Chief of the Defence Staff of Sierra Leone
- In office April 1998 – April 2000
- President: Ahmad Tejan Kabbah
- Preceded by: Hassan Conteh
- Succeeded by: Tom Carew

Commander, ECOMOG Peacekeeping Force, Sierra Leone
- In office August 1997 – April 1998
- Preceded by: Brig-Gen. Abu Ahmadu
- Succeeded by: Maj-Gen. Felix Mujakperuo

Personal details
- Born: Maxwell Mitikishe Khobe 1 January 1950 Zekun, Northern Region, British Nigeria (now in Adamawa State, Nigeria)
- Died: 18 April 2000 (aged 50)
- Alma mater: Nigerian Defence Academy; Armed Forces Command and Staff College, Jaji;
- Occupation: Military officer

Military service
- Allegiance: Nigeria
- Branch/service: Nigerian Army
- Years of service: 1969–2000
- Rank: Brigadier General
- Commands: ECOMOG; Republic of Sierra Leone Armed Forces;

= Maxwell Khobe =

Nigerian general (1950–2000)

Maxwell Mitikishe Khobe (1 January 1950 – 18 April 2000) was a Nigerian army brigadier general who was the commander of the ECOMOG Peacekeeping Force in Sierra Leone from 1997 to 1998, and the Chief of the Defence Staff of Sierra Leone from 1998 to 2000.

==Background & education==
Khobe was born in Zekun, Adamawa State and attended the Native Authority Junior Primary School, Dong from 1958 to 1961 and Native Authority Senior Primary School, Numan, from 1962 to 1963. He later attended the Church of the Brethren Mission, Waka Secondary School, Biu, in Borno State from 1964 to 1968. In September 1969, he enlisted as a soldier and subsequently enrolled in the Nigerian Defence Academy (NDA) Short Service Combatant Course 11 from 29 March 1971 until 13 September 1971 when he was commissioned an Infantry 2nd Lieutenant with seniority effective from 29 March 1971.

==Career==
After playing a commendable role during the so called Dimka coup attempt of 1976, Khobe was encouraged to apply for transfer to the Armoured Corps as a Captain (which he became in 1977), having already attended the Young Officer’s Course (Infantry) and a number of support weapons courses at the School of Infantry.
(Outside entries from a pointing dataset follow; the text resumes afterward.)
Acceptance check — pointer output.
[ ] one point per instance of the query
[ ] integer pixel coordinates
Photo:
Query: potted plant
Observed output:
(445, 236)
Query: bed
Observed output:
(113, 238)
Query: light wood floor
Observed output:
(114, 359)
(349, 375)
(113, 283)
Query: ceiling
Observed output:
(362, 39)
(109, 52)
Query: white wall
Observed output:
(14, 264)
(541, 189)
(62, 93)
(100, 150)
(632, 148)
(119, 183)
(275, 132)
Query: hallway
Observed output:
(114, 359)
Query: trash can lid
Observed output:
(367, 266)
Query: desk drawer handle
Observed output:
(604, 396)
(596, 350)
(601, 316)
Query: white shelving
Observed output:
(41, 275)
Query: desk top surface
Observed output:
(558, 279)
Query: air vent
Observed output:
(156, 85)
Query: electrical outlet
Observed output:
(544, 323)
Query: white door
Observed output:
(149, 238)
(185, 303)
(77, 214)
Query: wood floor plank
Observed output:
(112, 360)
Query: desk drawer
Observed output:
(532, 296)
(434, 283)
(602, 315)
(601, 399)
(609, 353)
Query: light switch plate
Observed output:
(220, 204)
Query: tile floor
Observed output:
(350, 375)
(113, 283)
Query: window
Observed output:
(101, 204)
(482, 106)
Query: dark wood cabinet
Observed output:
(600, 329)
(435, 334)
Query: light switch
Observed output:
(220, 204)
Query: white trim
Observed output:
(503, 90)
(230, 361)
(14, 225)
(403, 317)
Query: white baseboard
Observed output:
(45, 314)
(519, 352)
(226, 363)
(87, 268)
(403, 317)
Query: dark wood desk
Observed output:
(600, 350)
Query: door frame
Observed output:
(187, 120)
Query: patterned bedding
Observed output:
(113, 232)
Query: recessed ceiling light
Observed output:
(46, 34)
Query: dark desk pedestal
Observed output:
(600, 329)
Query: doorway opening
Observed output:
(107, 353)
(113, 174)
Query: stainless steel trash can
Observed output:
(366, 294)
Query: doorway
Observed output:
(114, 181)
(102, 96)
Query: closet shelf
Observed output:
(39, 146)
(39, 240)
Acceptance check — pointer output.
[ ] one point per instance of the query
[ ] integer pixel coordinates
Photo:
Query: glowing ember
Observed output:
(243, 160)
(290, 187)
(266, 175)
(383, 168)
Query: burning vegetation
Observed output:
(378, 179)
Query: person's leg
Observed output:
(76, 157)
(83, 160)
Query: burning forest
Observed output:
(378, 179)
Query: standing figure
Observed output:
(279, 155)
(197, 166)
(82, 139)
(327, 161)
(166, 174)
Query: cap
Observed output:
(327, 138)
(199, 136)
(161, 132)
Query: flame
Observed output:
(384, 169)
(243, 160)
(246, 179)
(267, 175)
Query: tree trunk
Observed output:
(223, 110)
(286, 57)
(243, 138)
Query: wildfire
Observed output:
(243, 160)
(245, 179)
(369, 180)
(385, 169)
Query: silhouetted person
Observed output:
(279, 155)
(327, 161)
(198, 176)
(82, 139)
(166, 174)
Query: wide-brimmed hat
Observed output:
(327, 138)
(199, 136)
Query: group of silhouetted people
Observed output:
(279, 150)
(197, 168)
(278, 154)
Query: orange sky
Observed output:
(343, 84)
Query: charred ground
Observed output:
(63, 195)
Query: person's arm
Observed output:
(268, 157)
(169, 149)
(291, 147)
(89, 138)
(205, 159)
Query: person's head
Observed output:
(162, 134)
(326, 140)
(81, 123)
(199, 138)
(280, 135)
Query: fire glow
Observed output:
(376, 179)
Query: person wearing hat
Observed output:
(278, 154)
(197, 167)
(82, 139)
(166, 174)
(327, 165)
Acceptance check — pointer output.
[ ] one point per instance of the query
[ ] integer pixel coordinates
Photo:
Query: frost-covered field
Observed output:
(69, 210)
After joining the Armoured corps, he attended the Armoured Officers Basic Course at Fort Knox, Kentucky and later, the Advanced Armour Officer's Course. He also attended a Gunnery course at the Royal Armoured Corps School, Bovington Camp, UK.
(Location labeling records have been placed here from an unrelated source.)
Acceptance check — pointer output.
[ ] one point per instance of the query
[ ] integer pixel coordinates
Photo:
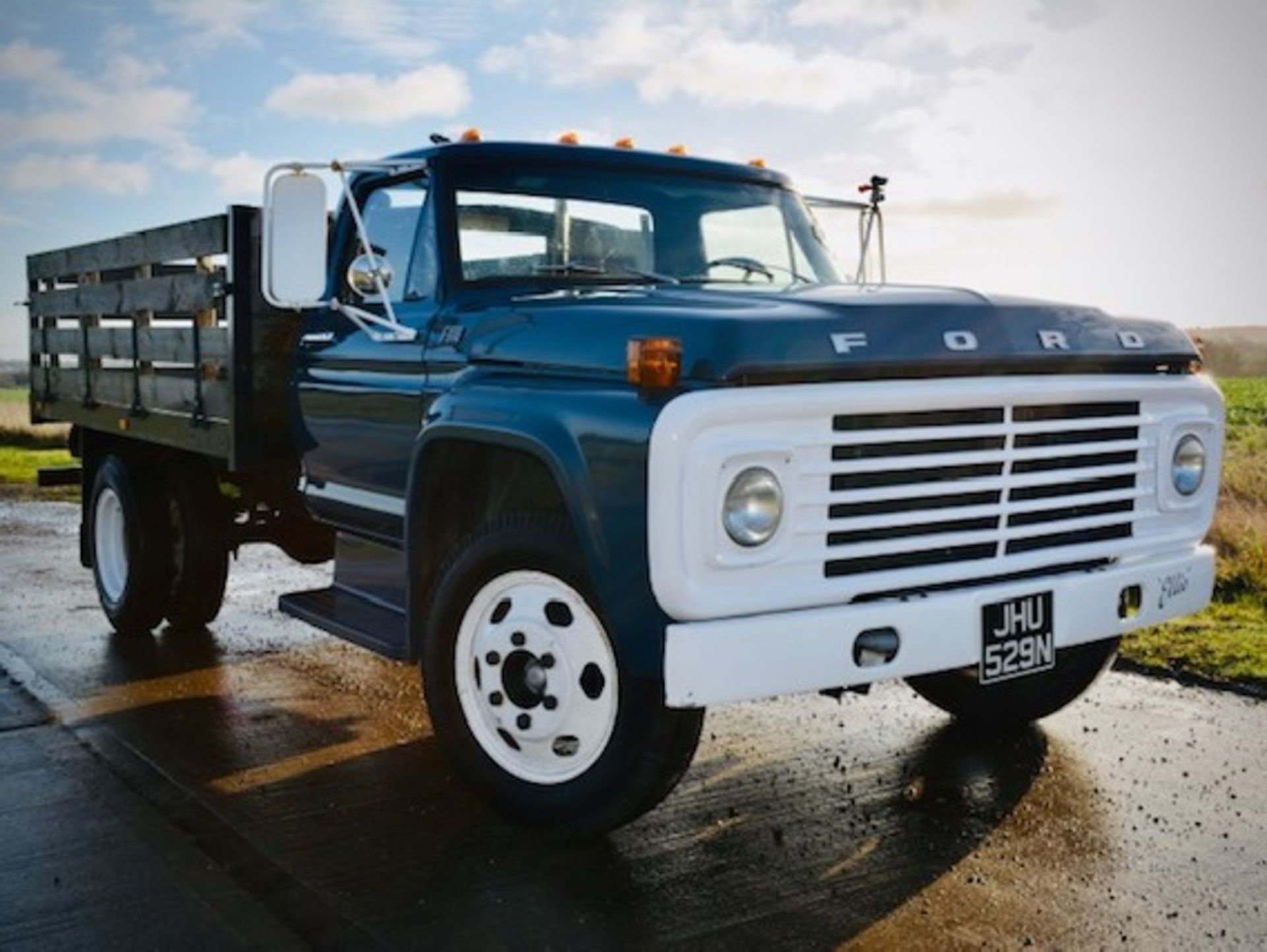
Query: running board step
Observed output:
(351, 617)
Khobe was 2nd-In-Command of 245 Recce Battalion Ikeja under then Capt. Martin Luther Agwai (who would later become Chief of Army Staff) and was responsible for coordinating the training program of that battalion.
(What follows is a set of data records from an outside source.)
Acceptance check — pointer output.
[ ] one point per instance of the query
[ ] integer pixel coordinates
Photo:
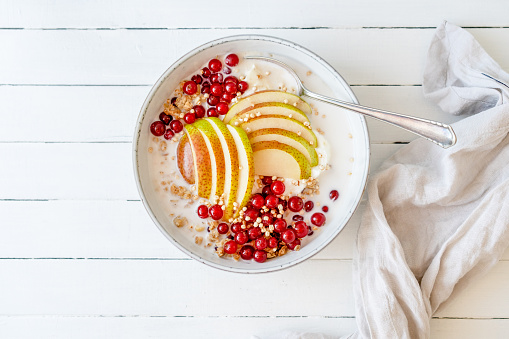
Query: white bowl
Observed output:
(351, 146)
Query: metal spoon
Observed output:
(437, 132)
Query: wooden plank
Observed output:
(188, 288)
(171, 288)
(120, 57)
(24, 327)
(80, 170)
(161, 14)
(109, 113)
(169, 327)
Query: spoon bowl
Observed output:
(434, 131)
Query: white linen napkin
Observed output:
(437, 219)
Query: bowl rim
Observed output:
(143, 111)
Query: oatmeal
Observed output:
(239, 156)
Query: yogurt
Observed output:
(334, 167)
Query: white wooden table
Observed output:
(79, 256)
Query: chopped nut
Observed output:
(180, 221)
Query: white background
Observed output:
(79, 256)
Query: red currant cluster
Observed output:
(263, 229)
(220, 91)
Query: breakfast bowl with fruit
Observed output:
(238, 171)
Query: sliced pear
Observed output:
(185, 160)
(246, 167)
(275, 158)
(231, 165)
(269, 108)
(217, 159)
(267, 96)
(201, 158)
(280, 122)
(288, 138)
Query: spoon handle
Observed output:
(436, 132)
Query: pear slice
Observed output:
(280, 122)
(267, 96)
(288, 138)
(272, 108)
(185, 160)
(231, 172)
(201, 159)
(217, 159)
(274, 158)
(246, 167)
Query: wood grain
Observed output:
(286, 13)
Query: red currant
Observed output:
(222, 228)
(278, 187)
(233, 79)
(254, 232)
(212, 100)
(333, 195)
(189, 118)
(267, 180)
(222, 108)
(295, 204)
(230, 247)
(226, 97)
(267, 219)
(216, 78)
(288, 236)
(318, 219)
(199, 111)
(242, 86)
(215, 65)
(294, 244)
(280, 225)
(176, 126)
(301, 229)
(261, 243)
(216, 212)
(205, 90)
(230, 87)
(241, 238)
(203, 211)
(266, 190)
(297, 217)
(231, 60)
(246, 252)
(197, 79)
(257, 201)
(260, 256)
(216, 89)
(165, 118)
(169, 134)
(308, 206)
(271, 201)
(237, 227)
(190, 87)
(157, 128)
(212, 112)
(251, 214)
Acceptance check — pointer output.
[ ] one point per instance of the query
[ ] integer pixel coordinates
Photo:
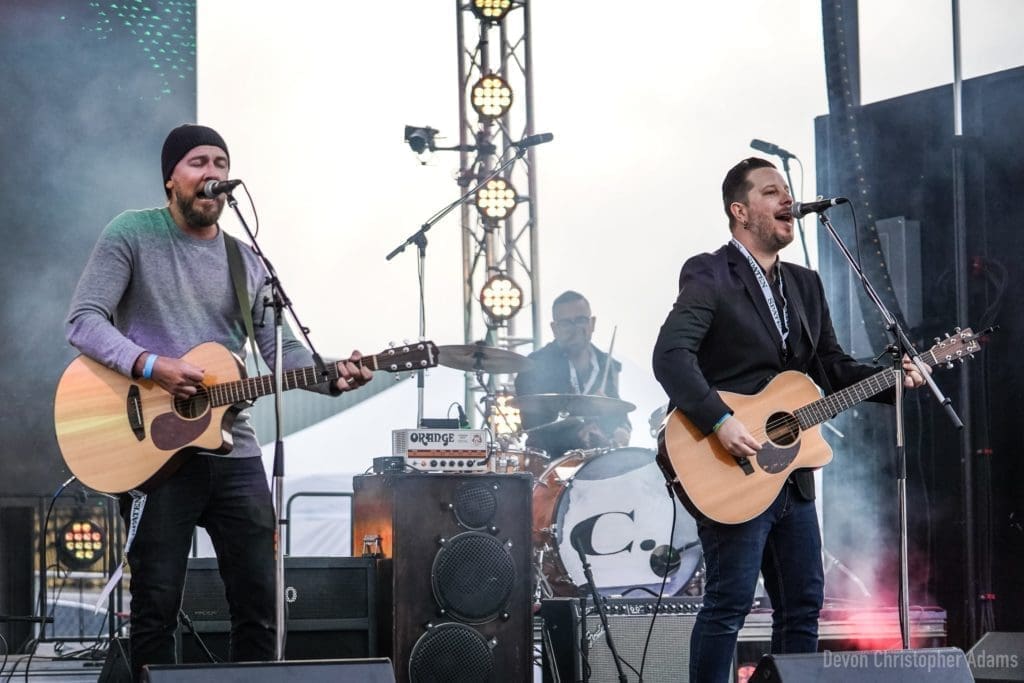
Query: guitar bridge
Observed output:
(134, 410)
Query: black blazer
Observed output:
(720, 335)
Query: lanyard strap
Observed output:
(574, 379)
(781, 322)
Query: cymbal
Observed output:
(551, 428)
(473, 357)
(577, 404)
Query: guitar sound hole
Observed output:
(782, 429)
(189, 409)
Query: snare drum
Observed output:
(617, 505)
(510, 461)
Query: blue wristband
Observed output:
(147, 368)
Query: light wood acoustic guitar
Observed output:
(118, 433)
(785, 418)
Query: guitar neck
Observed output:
(251, 388)
(828, 407)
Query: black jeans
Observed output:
(230, 499)
(782, 543)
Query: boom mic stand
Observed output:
(280, 301)
(420, 240)
(577, 544)
(901, 345)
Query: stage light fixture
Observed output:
(491, 10)
(505, 417)
(501, 298)
(492, 96)
(80, 544)
(420, 139)
(496, 200)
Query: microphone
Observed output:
(530, 140)
(214, 187)
(770, 148)
(801, 209)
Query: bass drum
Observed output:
(614, 505)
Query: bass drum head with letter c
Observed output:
(619, 510)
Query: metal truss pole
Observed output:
(507, 246)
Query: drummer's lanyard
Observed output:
(591, 381)
(781, 322)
He attended the Armed Forces Command and Staff College, Jaji in 1983 and was promoted Major in 1984. In August 1985, he led a unit of Tanks in Lagos during the palace coup that removed Major General Muhammadu Buhari from power, ushering in fellow Armoured Corps officer, Major General Ibrahim Babangida. He was awarded the Forces Services Star in 1986 and became a Lieutenant-Colonel in 1989. He served four tours of duty in Liberia getting ECOMOG Liberia medals for each one. In addition he won the coveted Nigerian Army Chief of Army Staff Commendation Award and became a Colonel in 1994.

On 12 February 1998, he led the ECOMOG Ground Task Force assault that removed Major Johnny Paul Koroma from power and restored the elected government of President Ahmed Tejan Kabbah. He was promoted Brigadier General and later assumed the position of Chief of Defence Staff of Sierra Leone.

==Dates of promotion==

| Year | Insignia | Rank |
|---|---|---|
| 1971 |  | Second lieutenant (Commissioned) |
| 1974 |  | Lieutenant |
| 1977 |  | Captain |
| 1984 |  | Major |
| 1989 |  | Lieutenant colonel |
| 1994 |  | Colonel |
| 1998 |  | Brigadier general |

==Death==
Khobe died of encephalitis on 18 April 2000 at the St. Nicholas Hospital in Lagos one week after being evacuated back home from Sierra Leone. Following Khobe's death, the Rukuba Cantonment Jos was renamed Maxwell Khobe Cantonment.